デビュー35周年記念 第2弾シングルとして発表された「おまえひとりさ」は、愛し合い支えあう夫婦の日常で綴られた歌のラブレター。一度聴いたら離れられないメロディーで、温かみのある演歌となっている。西方裕之史上最も歌いやすい楽曲!! カップリング曲は西方の代表曲であり、カラオケでも長く愛されている「遠花火」を新録バージョンとして収録。

カラオケ・ワンポイントアドバイス

「僕自身、この曲は声のトーンとか言葉の置き方とかは、暗くならないように気をつけました。『おまえひとりさ』はとても優しい歌なので、流れに身を任せて小難しく考えず、言葉の頭のアクセントをしっかりと押さえて歌ってみてください。とくに歌詞の中に“おまえ”という言葉が何度も出てきますので、母音をかみしめるように歌うといいですね。ところどころの母音を大事に歌うと優しさが伝わると思います。伴奏を聴いてから歌うと遅れがちなるので、カラオケよりも先行して歌うようにしたほうがいいでしょう」(西方裕之)


Profile
西方裕之(にしかた・ひろゆき)
1961年7月1日、佐賀県生まれ。
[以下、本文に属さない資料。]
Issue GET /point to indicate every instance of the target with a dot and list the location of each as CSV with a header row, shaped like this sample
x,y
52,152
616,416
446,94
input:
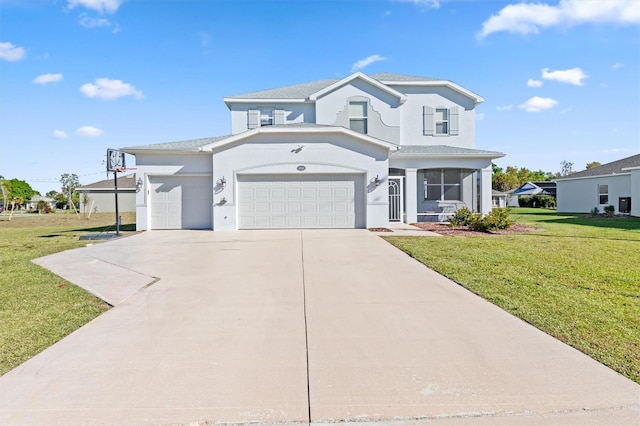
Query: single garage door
x,y
181,202
293,201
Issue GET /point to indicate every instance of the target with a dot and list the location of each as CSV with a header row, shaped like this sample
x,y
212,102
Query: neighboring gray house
x,y
616,184
356,152
99,197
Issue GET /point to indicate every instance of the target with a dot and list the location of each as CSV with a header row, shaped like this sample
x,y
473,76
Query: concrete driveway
x,y
291,326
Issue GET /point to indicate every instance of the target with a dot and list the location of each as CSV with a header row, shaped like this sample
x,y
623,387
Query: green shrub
x,y
497,219
525,201
461,217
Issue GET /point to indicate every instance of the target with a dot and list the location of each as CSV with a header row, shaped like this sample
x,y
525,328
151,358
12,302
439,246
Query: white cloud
x,y
10,52
108,6
505,107
529,18
432,4
59,134
571,76
47,78
89,22
537,104
89,131
105,88
367,61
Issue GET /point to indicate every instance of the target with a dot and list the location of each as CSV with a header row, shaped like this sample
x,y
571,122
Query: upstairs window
x,y
358,117
264,117
603,194
441,121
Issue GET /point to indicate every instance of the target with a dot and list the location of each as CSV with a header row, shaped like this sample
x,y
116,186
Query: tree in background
x,y
566,168
69,184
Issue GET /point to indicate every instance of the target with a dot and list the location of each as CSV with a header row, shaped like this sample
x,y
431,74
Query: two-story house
x,y
356,152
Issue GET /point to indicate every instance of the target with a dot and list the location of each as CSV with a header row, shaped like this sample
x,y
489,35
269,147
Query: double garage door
x,y
293,201
181,202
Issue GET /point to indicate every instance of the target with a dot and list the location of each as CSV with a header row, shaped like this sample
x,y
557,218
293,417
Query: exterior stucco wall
x,y
412,129
104,201
165,164
581,195
281,154
384,113
635,192
293,113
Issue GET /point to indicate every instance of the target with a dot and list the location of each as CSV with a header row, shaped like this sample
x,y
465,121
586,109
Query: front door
x,y
395,199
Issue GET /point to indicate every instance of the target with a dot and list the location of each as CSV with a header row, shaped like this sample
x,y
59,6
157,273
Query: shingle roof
x,y
296,91
187,145
436,150
304,90
124,182
387,76
614,167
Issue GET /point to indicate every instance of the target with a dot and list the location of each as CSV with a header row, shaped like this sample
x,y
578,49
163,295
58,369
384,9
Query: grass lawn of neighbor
x,y
38,308
575,277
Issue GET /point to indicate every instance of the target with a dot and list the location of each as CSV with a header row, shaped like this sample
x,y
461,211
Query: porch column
x,y
485,190
411,195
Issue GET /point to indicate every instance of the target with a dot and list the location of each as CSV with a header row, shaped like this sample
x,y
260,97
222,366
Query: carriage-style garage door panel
x,y
181,202
292,201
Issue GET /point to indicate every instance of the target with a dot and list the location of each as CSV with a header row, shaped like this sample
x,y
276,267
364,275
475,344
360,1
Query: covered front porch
x,y
431,183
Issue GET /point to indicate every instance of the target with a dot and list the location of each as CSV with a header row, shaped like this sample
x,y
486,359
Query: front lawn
x,y
38,308
577,278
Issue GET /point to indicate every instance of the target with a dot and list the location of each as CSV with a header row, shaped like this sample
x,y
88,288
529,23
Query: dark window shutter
x,y
454,121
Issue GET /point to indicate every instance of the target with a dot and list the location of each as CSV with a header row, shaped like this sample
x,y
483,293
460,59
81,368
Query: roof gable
x,y
358,76
301,128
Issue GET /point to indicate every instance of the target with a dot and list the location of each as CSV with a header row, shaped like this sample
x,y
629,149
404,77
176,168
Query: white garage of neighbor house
x,y
99,197
357,152
616,184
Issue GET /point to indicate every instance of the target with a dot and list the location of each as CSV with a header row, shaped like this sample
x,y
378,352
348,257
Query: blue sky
x,y
560,79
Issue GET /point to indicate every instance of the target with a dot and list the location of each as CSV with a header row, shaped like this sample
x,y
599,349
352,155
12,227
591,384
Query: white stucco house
x,y
356,152
99,197
616,184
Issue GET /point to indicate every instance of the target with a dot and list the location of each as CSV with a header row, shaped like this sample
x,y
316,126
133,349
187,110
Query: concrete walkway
x,y
274,326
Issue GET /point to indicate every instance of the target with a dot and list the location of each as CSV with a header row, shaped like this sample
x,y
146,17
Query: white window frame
x,y
444,122
363,118
442,184
603,194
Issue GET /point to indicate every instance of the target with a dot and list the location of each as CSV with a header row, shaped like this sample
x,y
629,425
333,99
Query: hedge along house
x,y
357,152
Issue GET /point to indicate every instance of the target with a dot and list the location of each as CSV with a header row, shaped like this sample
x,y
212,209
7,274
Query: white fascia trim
x,y
163,151
263,101
276,130
592,177
444,156
358,75
443,83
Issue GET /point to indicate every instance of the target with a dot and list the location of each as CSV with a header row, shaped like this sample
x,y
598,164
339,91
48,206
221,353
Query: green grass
x,y
577,278
38,308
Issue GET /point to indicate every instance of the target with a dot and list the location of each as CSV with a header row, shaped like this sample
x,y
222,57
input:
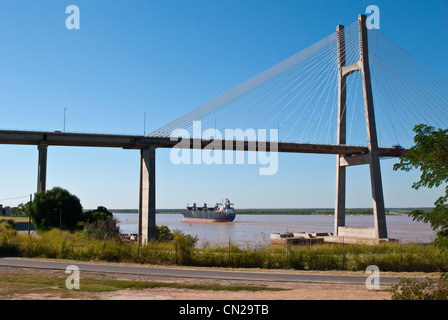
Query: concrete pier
x,y
371,157
147,203
42,167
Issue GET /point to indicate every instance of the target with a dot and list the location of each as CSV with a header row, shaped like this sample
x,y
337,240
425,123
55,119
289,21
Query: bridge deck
x,y
57,138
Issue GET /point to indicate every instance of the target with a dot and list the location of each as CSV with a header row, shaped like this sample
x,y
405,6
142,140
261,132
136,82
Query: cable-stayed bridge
x,y
355,94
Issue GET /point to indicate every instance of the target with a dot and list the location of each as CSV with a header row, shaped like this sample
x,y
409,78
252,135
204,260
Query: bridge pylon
x,y
371,157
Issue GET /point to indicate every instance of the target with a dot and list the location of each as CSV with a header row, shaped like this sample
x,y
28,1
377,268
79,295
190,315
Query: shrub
x,y
102,228
428,289
54,208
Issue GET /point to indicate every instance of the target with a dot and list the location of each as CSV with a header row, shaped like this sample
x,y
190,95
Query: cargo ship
x,y
221,212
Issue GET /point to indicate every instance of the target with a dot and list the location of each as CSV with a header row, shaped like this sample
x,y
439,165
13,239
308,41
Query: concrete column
x,y
375,170
147,203
42,168
339,220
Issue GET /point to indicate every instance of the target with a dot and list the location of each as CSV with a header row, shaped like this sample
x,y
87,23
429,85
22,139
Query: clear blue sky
x,y
166,58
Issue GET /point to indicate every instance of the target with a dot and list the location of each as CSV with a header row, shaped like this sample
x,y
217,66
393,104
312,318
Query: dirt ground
x,y
307,292
291,291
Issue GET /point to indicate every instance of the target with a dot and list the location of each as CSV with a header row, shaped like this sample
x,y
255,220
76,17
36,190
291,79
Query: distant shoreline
x,y
307,211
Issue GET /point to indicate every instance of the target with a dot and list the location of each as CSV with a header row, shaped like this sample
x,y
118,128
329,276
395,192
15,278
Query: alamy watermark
x,y
260,148
73,20
373,20
373,280
72,281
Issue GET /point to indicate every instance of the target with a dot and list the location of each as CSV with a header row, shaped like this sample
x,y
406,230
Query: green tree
x,y
56,207
430,156
100,224
100,213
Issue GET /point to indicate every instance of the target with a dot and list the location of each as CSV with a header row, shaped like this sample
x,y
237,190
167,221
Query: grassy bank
x,y
77,246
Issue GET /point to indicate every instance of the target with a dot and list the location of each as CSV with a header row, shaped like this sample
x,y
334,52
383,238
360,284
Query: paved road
x,y
170,273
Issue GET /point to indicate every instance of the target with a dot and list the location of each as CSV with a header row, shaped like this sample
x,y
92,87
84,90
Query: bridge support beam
x,y
379,211
339,220
147,202
372,157
42,167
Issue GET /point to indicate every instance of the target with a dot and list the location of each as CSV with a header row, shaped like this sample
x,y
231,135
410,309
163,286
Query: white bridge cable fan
x,y
299,97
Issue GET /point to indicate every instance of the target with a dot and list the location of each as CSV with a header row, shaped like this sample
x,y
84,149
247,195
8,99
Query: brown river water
x,y
254,230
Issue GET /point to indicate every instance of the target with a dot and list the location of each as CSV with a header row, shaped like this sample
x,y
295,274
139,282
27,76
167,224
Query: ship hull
x,y
209,216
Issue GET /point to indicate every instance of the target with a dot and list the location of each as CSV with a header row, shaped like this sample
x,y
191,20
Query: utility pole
x,y
65,111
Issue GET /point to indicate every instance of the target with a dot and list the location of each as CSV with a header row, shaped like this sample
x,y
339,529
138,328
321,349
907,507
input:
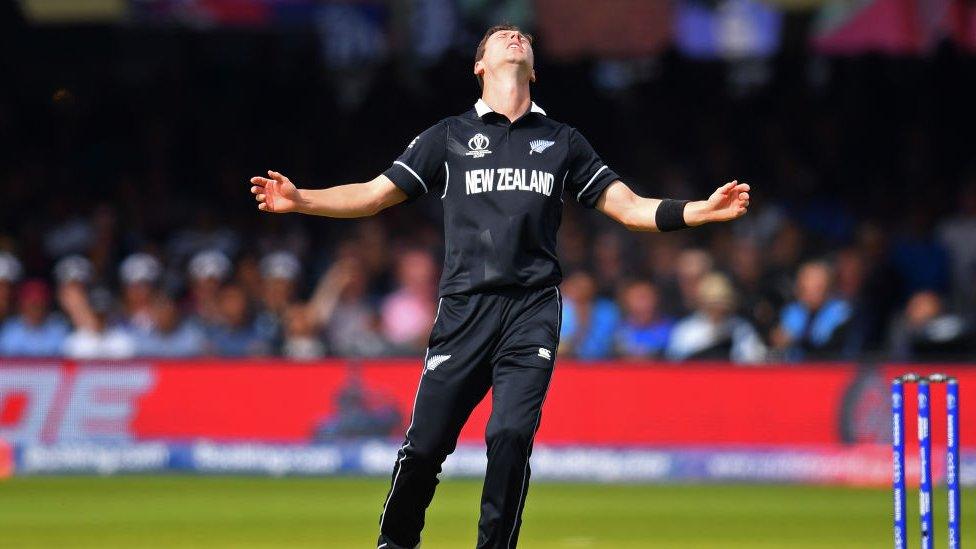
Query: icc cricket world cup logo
x,y
478,145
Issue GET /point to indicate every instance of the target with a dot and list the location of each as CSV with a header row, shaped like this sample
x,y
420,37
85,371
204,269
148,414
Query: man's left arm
x,y
620,203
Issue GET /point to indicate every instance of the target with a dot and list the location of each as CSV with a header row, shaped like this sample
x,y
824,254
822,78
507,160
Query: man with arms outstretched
x,y
502,171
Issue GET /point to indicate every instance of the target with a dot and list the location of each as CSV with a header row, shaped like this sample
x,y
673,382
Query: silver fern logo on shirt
x,y
539,146
478,145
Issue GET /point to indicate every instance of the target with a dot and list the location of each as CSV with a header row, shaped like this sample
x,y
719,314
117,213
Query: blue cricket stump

小さな頃から歌が好きで、よくカラオケ大会に出場し入賞。1986年、佐賀県で行われた「第一回ザ・スターカラオケ選手権大会」に出場して優勝。審査委員長をしていた作曲家・徳久広司先生にスカウトされ歌の世界へ入る。翌1987年に上京し、半年後の同年年7月21日「北海酔虎伝」でBMGからデビュー。1998年にテイチクレコードへ移籍し、2002年からはキングレコード所属。「男女の心の機微を歌わせたら右に出る者はいない」と評価される。ステージでは演歌歌手らしくない軽妙なトークで観客を魅了する。歌う前には必ずコーラを飲むという。いろいろ試した結果、コーラを飲むと一番歌いやすいそうだ。2021年5月、デビュー35周年企画の第一弾として「帰郷」を発売。2022年2月、第二弾「おまえひとりさ」をリリース。長年住んだ東京を離れ、故郷・唐津の海を彷彿させる熱海での生活を楽しんでいる。